Promoting the right membership packages and add-ons to the right people at the right price is fundamental to both member acquisition and member retention. Once you’ve taken the time to understand the needs of your members, you can develop more flexible pricing strategies to generate reliable revenue streams.
It’s important to consider your overall business objectives before setting prices and packaging benefits. Is your goal to capture more market share? Are you looking to expand into new markets? Do you want to encourage your lower-level members to upgrade?
Every association is different, and there is no concrete formula for effective membership structures. The key is to cater to the kinds of members you want to appeal to.
First, you’ll want to compare your organizational assessment with the member profiles you’ve developed. Analyze each member profile, and make a note of where your organization is falling short of delivering value. Then, you should think of ways that you can enhance your current offerings or introduce new benefits to fulfill more of your members’ needs. This is particularly important for members who make a large membership investment but have a low perceived value of their membership.
Look at which products and benefits could be bundled together to match the needs of each group, and then see if you can put a value on the total package. You may just need to tweak your current membership levels, but if you find that your current membership options don’t align with your key targets, overhauling your membership structure might be your best option.
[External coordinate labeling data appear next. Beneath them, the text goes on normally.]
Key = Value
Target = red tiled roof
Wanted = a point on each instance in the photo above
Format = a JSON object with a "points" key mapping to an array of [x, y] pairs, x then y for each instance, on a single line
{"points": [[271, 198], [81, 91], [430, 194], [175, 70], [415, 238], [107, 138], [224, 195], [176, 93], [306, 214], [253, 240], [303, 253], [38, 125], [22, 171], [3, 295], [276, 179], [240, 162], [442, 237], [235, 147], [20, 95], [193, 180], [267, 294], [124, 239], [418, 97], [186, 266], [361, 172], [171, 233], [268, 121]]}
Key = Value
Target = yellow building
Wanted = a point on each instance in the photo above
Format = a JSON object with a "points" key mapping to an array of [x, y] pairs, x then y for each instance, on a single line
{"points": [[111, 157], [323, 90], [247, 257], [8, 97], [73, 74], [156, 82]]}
It’s not realistic to make your membership packages meet every last need of your target audiences. Even within your segmented groups, interests and needs will still vary. Try to balance price and perceived value, and leave room for purchasing add-ons separately to account for these variances.
Many associations use a cost-plus pricing model, a simple method in which a markup percentage is added to operational costs to make a profit. This is by far the easiest price structure to calculate, however, it is often not in an association’s best interest. Many associations purposely try to keep their costs low for members, but this thinking has its downsides. For example, in cases of unforeseeable economic downturns, it can cause members to drop off when times get tough.
Value-based pricing has emerged as a much more effective way to set membership prices. It enables an association to set prices based on the value it is offering members, instead of the actual cost.
“Because members and prospects vary in their price sensitivity and preferences, you should consider a variety of pricing strategies to enhance your marketing efforts and sell memberships and products.” (Jacobs, 2014) Here are just a couple ideas to consider …
1. Price for value. Don’t undervalue what you are offering, particularly if it’s a need-to-have product, your competitors can’t match it, or there is prestige associated with being a member. This rule is especially important when determining the price differences between your membership levels.
2. Increase dues by a small percentage each year rather than making infrequent large increases. Many members already expect incremental increases, and they are much easier to swallow than large increases that come as a surprise.
3. Offer VIP options. Add an additional layer to your pricing, and additional revenue, by allowing members of any status to register for events or programs under a VIP category. Added benefits for VIPs might include reserved seating, invitations to cocktail receptions, or special gifts.
4. Build perceived value. You can do this by offering add-ons without charging more. Examples might include free professional advice or free publications for certain types of members. With this strategy, you’ll need to price your other programs, products, and services so that they cover the cost of the “free” offering.
5. Offer monthly memberships and billing. Many associations are already starting to offer monthly installment options on annual memberships. Why not consider taking that one step further and offering a monthly membership option? This strategy could help you attract some of your on-the-fence prospects and eventually sign them as long-term members. To them, it’s a low-risk way to try out the benefits of membership.
6. Create urgency. Think early-bird special. This strategy works well for events and other programs. Combine limited quantities with special pricing that expires at some point to encourage your members to register quickly.
7. Attract with high-value, low-cost products. For example, you may offer a large discount on the price of your annual conference to draw members in, and then subsidize the cost of the event by charging for related events and activities on an al a carte basis.
8. Offer discounts for group members with high participation. If you don’t already have a group membership option for corporate and other industry organizations, now is the time to think about putting one in place. You could offer these members generous discounts for enrolling a certain percentage of their employees.